Skitka is best known for her foundational work on the psychology of moral conviction — the phenomenon by which people come to experience certain attitudes not merely as preferences or opinions, but as non-negotiable moral truths. Her research has shown that morally convicted attitudes are distinct in kind, not just degree, from otherwise strong attitudes: they are more resistant to compromise, more closely tied to personal identity, and more powerfully linked to political action, intolerance, and conflict. Her most recent work examines the conditions under which attitudes become moralized — and the far more difficult question of whether and how they can be demoralized.
Her scholarship spans moral, political, and social psychology, with major contributions to the study of political polarization and sectarianism, science denial, justice reasoning, procedural fairness, reactions to terrorism, and the psychological underpinnings of the left-right political divide.
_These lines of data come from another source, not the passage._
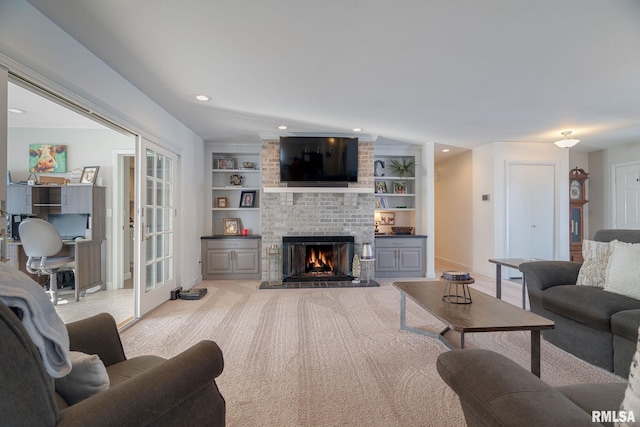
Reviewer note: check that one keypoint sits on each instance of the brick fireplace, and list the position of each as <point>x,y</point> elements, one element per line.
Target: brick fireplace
<point>311,212</point>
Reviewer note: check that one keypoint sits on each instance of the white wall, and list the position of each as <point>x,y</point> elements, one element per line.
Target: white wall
<point>33,46</point>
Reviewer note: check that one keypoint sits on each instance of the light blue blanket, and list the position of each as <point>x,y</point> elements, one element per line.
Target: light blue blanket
<point>45,327</point>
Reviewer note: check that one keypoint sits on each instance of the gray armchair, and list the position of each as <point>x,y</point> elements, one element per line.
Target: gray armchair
<point>496,391</point>
<point>144,390</point>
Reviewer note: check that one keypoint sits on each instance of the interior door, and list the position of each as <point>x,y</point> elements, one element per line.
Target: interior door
<point>530,212</point>
<point>627,196</point>
<point>155,252</point>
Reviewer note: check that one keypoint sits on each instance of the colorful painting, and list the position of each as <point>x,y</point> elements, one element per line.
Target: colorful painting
<point>47,158</point>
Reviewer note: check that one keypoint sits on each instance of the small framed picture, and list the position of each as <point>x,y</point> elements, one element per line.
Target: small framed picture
<point>226,163</point>
<point>381,187</point>
<point>248,199</point>
<point>89,175</point>
<point>400,187</point>
<point>232,226</point>
<point>222,202</point>
<point>387,218</point>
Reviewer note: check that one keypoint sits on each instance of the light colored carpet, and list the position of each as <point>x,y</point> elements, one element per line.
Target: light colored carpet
<point>329,357</point>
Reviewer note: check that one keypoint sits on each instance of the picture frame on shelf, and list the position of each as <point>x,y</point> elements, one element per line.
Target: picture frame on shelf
<point>89,175</point>
<point>226,163</point>
<point>222,202</point>
<point>387,218</point>
<point>232,226</point>
<point>381,187</point>
<point>248,199</point>
<point>400,187</point>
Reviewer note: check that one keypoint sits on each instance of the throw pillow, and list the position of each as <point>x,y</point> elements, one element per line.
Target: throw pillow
<point>594,265</point>
<point>623,272</point>
<point>88,376</point>
<point>631,401</point>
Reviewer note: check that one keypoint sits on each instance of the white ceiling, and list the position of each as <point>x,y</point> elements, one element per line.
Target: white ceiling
<point>461,73</point>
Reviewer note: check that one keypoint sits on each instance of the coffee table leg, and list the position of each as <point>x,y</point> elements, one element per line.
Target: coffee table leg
<point>535,352</point>
<point>498,281</point>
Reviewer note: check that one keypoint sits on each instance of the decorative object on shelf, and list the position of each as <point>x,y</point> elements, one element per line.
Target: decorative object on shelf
<point>226,163</point>
<point>232,226</point>
<point>381,187</point>
<point>456,288</point>
<point>402,230</point>
<point>400,187</point>
<point>403,168</point>
<point>89,175</point>
<point>236,179</point>
<point>47,158</point>
<point>387,218</point>
<point>375,168</point>
<point>248,199</point>
<point>222,202</point>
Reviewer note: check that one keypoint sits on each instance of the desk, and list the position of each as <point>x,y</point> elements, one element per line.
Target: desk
<point>88,258</point>
<point>512,263</point>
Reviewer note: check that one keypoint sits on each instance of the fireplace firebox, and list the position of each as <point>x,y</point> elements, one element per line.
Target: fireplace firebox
<point>317,258</point>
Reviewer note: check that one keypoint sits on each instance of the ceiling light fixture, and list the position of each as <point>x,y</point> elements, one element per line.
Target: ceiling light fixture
<point>567,141</point>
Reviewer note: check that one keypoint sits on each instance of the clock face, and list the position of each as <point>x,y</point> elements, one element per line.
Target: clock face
<point>575,190</point>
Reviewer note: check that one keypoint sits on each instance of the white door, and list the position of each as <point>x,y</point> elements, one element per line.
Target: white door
<point>627,196</point>
<point>530,212</point>
<point>155,237</point>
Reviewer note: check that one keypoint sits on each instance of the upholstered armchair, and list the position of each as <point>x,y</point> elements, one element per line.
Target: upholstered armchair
<point>144,390</point>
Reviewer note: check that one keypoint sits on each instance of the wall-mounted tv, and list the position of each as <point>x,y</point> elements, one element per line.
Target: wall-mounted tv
<point>318,160</point>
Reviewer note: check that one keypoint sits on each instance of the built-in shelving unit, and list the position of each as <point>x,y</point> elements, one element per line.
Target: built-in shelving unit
<point>395,196</point>
<point>235,189</point>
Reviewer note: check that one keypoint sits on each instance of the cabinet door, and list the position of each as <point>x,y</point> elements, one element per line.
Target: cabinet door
<point>411,259</point>
<point>386,259</point>
<point>19,199</point>
<point>218,262</point>
<point>246,261</point>
<point>77,199</point>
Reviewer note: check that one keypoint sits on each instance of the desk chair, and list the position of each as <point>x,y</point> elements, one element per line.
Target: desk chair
<point>41,242</point>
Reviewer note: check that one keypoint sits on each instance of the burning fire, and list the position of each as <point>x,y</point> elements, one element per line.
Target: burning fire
<point>318,261</point>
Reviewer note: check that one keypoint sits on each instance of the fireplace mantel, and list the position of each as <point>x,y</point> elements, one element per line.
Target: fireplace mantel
<point>361,190</point>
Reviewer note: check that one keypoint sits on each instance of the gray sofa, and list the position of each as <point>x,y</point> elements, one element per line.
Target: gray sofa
<point>496,391</point>
<point>145,390</point>
<point>595,325</point>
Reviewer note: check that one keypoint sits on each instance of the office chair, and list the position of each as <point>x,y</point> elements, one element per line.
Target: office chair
<point>41,242</point>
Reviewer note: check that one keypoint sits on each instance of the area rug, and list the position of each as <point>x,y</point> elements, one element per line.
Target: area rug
<point>320,285</point>
<point>330,357</point>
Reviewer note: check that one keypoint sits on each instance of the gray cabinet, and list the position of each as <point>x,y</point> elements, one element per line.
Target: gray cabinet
<point>400,256</point>
<point>231,258</point>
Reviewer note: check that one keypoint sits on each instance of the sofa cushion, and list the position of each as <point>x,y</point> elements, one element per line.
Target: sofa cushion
<point>88,376</point>
<point>594,267</point>
<point>625,323</point>
<point>588,305</point>
<point>623,269</point>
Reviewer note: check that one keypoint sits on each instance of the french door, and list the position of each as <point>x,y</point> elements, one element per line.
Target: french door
<point>155,235</point>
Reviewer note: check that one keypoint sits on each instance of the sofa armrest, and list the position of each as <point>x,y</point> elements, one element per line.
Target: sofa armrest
<point>494,390</point>
<point>97,335</point>
<point>147,396</point>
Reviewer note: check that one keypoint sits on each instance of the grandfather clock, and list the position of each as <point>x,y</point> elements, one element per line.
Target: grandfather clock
<point>577,200</point>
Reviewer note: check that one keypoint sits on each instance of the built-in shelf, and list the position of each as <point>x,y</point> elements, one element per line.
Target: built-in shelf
<point>317,190</point>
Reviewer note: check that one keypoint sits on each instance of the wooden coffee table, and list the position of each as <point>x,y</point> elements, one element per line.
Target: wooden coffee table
<point>485,314</point>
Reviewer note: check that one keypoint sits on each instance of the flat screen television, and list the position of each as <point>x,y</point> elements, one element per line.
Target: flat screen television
<point>318,160</point>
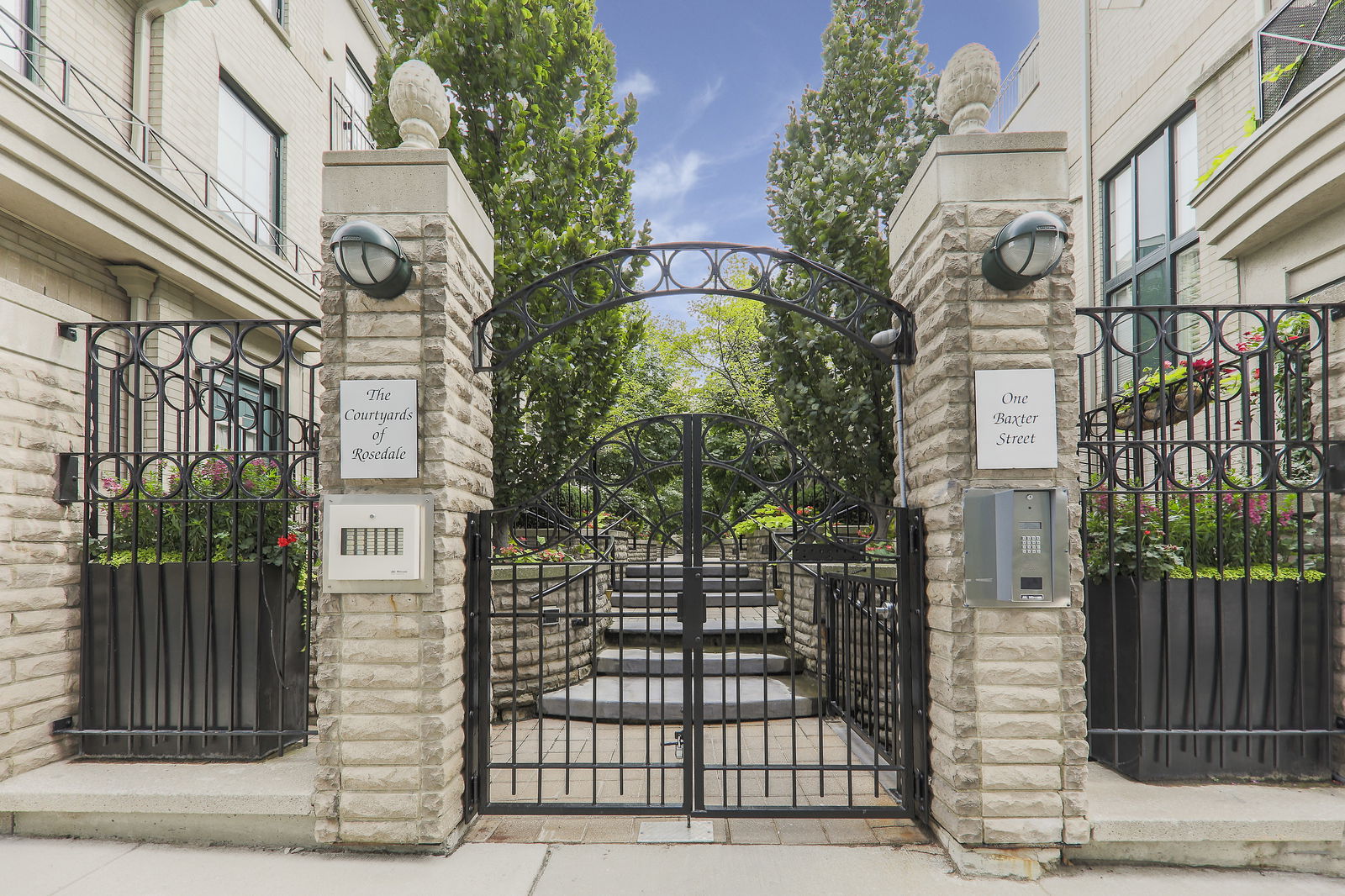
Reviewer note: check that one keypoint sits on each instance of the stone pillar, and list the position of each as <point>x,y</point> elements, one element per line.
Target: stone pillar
<point>390,665</point>
<point>1006,693</point>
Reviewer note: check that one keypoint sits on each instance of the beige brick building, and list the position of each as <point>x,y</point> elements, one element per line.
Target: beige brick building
<point>159,161</point>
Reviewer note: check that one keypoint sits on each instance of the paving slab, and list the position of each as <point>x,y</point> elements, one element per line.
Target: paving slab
<point>1123,810</point>
<point>172,871</point>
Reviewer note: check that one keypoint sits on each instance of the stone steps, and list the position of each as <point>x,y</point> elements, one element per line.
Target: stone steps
<point>674,568</point>
<point>645,626</point>
<point>659,700</point>
<point>708,586</point>
<point>634,661</point>
<point>666,600</point>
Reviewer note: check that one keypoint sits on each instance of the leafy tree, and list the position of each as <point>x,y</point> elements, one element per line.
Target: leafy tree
<point>548,152</point>
<point>847,155</point>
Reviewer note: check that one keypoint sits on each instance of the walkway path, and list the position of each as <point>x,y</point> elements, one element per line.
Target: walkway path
<point>46,868</point>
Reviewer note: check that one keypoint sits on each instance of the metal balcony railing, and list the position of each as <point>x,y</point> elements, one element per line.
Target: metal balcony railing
<point>1015,87</point>
<point>349,129</point>
<point>26,55</point>
<point>1301,42</point>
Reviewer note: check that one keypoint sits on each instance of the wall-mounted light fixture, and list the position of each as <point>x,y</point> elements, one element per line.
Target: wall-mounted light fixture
<point>369,257</point>
<point>1026,249</point>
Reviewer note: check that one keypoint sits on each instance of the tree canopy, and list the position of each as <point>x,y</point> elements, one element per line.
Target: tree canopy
<point>548,151</point>
<point>847,154</point>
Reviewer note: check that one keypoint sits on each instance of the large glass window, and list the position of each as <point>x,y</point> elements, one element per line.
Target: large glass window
<point>248,167</point>
<point>1150,222</point>
<point>360,94</point>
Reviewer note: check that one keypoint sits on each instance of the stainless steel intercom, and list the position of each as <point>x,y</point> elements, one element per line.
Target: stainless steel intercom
<point>1017,546</point>
<point>377,542</point>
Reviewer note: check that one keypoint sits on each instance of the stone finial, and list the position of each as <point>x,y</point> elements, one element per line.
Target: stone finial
<point>419,104</point>
<point>968,89</point>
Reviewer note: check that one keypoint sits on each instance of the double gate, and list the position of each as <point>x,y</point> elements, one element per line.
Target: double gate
<point>696,620</point>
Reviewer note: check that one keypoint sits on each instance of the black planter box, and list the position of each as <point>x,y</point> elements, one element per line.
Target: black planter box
<point>1205,654</point>
<point>193,646</point>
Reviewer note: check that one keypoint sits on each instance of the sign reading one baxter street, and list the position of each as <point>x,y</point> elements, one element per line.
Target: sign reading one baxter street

She has also made significant contributions to meta-scientific questions, including research replicability, open science practices, and factors contributing to the gender gap in scholarly eminence in psychology.
Skitka's research has been supported by grants from the National Science Foundation, NASA, and the John Templeton Foundation. Her work has appeared in the field's most selective journals, including the Journal of Personality and Social Psychology, Psychological Science, Annual Review of Psychology, Social Psychological and Personality Science, and Science. It has also reached broad public audiences through coverage in the New York Times, NPR, Mother Jones, Science Magazine, the Daily Beast, and the Huffington Post.
She has been an active leader in her field. She served as President of the Society for Personality and Social Psychology (2019), President of the Midwestern Psychological Association (2018), and President of the International Society for Justice Research (2006–2008), as well as on the executive board of the Society for Experimental Social Psychology. She has served as Associate Editor for the Journal of Personality and Social Psychology: Attitudes and Social Cognition and the Journal of Experimental Social Psychology, and chaired the Consortium for Social Psychological and Personality Science, the founding body of Social Psychological and Personality Science. She has received multiple awards for excellence in research, teaching, and mentorship across her career.
She retired from teaching, administrative, and service duties in May 2022, but continues to selectively write and collaborate. She is widely regarded as a generous mentor and community builder in social psychology, with many tributes highlighting her intellectual rigor, support for students and junior scholars, and contributions to the discipline beyond her own research. She remains committed to rigorous, consequential science — and to the broader question of what it means to live and reason morally in a politically divided world.